If you still prefer the look-ahead rather than look-behind concept. . .
/(?=: ?(.+))/
This will place a grouping around your existing regex where it will catch it within a group.
And yes, the outside parenthesis in your code will make a match. Compare that to the latter example I gave where the entire look-ahead is 'grouped' rather than needlessly using a /( ... )/ without the /(?= ... )/, since the first result in most regular expression engines return the entire matched string.
I know you are asking for regex but I just saw the regex solution and found that it is rather hard to read for those unfamiliar with regex.

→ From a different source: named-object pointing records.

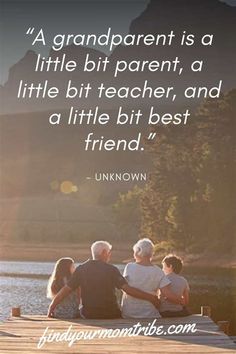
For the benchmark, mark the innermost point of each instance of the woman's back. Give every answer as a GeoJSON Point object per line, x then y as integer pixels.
{"type": "Point", "coordinates": [69, 307]}
{"type": "Point", "coordinates": [147, 278]}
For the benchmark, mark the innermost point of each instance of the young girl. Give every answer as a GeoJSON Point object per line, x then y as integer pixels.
{"type": "Point", "coordinates": [172, 266]}
{"type": "Point", "coordinates": [63, 270]}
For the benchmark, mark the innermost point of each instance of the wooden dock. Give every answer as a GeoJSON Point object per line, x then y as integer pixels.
{"type": "Point", "coordinates": [21, 336]}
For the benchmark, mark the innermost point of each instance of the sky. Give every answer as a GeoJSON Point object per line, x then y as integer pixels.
{"type": "Point", "coordinates": [55, 16]}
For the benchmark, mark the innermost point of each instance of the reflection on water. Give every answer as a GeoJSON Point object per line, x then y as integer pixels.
{"type": "Point", "coordinates": [24, 284]}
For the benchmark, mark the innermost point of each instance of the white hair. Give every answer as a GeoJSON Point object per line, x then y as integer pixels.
{"type": "Point", "coordinates": [144, 248]}
{"type": "Point", "coordinates": [98, 247]}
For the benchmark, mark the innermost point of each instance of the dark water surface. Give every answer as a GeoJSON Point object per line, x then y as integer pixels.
{"type": "Point", "coordinates": [24, 284]}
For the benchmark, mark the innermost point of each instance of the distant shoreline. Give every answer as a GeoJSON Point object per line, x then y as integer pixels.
{"type": "Point", "coordinates": [43, 252]}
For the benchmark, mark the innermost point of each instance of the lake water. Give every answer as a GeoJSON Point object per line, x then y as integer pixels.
{"type": "Point", "coordinates": [24, 284]}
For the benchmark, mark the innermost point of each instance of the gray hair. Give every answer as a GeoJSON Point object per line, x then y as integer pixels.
{"type": "Point", "coordinates": [98, 247]}
{"type": "Point", "coordinates": [144, 248]}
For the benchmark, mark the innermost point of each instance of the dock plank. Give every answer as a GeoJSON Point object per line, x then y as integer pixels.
{"type": "Point", "coordinates": [21, 336]}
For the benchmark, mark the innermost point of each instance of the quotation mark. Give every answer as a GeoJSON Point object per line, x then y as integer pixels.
{"type": "Point", "coordinates": [30, 30]}
{"type": "Point", "coordinates": [152, 136]}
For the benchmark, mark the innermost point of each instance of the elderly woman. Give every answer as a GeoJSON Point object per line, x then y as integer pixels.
{"type": "Point", "coordinates": [142, 274]}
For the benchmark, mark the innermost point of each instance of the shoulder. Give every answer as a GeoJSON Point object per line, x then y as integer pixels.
{"type": "Point", "coordinates": [158, 270]}
{"type": "Point", "coordinates": [184, 280]}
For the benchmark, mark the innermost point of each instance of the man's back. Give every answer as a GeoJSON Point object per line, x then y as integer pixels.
{"type": "Point", "coordinates": [98, 281]}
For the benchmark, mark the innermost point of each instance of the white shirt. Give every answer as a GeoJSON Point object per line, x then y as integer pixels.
{"type": "Point", "coordinates": [146, 278]}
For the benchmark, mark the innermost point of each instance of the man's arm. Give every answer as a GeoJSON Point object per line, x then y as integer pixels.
{"type": "Point", "coordinates": [139, 294]}
{"type": "Point", "coordinates": [186, 296]}
{"type": "Point", "coordinates": [64, 292]}
{"type": "Point", "coordinates": [166, 292]}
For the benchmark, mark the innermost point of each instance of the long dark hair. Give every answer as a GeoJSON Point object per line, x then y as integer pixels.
{"type": "Point", "coordinates": [60, 276]}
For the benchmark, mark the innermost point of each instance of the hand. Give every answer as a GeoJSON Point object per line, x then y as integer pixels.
{"type": "Point", "coordinates": [156, 301]}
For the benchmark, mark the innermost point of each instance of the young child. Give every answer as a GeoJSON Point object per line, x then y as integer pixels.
{"type": "Point", "coordinates": [172, 266]}
{"type": "Point", "coordinates": [63, 270]}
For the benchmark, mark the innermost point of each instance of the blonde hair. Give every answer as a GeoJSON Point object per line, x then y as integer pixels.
{"type": "Point", "coordinates": [144, 248]}
{"type": "Point", "coordinates": [98, 247]}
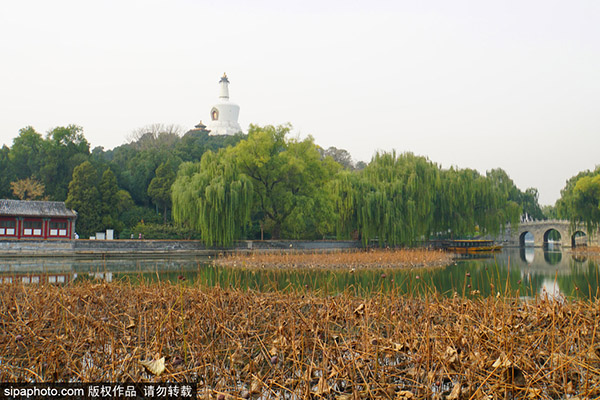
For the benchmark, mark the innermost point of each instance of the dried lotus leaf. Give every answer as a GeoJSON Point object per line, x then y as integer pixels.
{"type": "Point", "coordinates": [155, 367]}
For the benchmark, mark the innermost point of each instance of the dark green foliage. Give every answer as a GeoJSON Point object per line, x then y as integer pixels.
{"type": "Point", "coordinates": [162, 231]}
{"type": "Point", "coordinates": [160, 186]}
{"type": "Point", "coordinates": [110, 202]}
{"type": "Point", "coordinates": [6, 173]}
{"type": "Point", "coordinates": [84, 198]}
{"type": "Point", "coordinates": [402, 200]}
{"type": "Point", "coordinates": [580, 199]}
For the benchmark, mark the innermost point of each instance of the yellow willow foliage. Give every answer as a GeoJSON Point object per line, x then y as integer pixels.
{"type": "Point", "coordinates": [400, 200]}
{"type": "Point", "coordinates": [214, 198]}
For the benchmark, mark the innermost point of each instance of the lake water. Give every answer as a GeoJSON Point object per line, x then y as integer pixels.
{"type": "Point", "coordinates": [525, 272]}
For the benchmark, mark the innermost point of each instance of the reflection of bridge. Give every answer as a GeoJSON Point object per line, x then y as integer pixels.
{"type": "Point", "coordinates": [570, 236]}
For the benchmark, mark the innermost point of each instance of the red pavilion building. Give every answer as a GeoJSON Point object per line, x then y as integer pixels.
{"type": "Point", "coordinates": [36, 220]}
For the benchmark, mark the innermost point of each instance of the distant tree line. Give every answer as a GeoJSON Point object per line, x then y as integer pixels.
{"type": "Point", "coordinates": [271, 186]}
{"type": "Point", "coordinates": [266, 184]}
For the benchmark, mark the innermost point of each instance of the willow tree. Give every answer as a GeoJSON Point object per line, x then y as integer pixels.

I'm also using Ruby and I decided to do it with:
line_as_string.split(": ")[-1]
This does what you require and IMHO it's far more readable.
For a very long string it might be inefficient. But not for this purpose.
In Ruby, as in PCRE and Boost, you may make use of the \K match reset operator:
\K keeps the text matched so far out of the overall regex match. h\Kd matches only the second d in adhd.
So, you may use
/:[[:blank:]]*\K.+/ # To only match horizontal whitespaces with `[[:blank:]]`
/:\s*\K.+/ # To match any whitespace with `\s`
Seee the Rubular demo #1 and the Rubular demo #2 and
Details
: - a colon
[[:blank:]]* - 0 or more horizontal whitespace chars
\K - match reset operator discarding the text matched so far from the overall match memory buffer
.+ - matches and consumes any 1 or more chars other than line break chars (use /m modifier to match any chars including line break chars).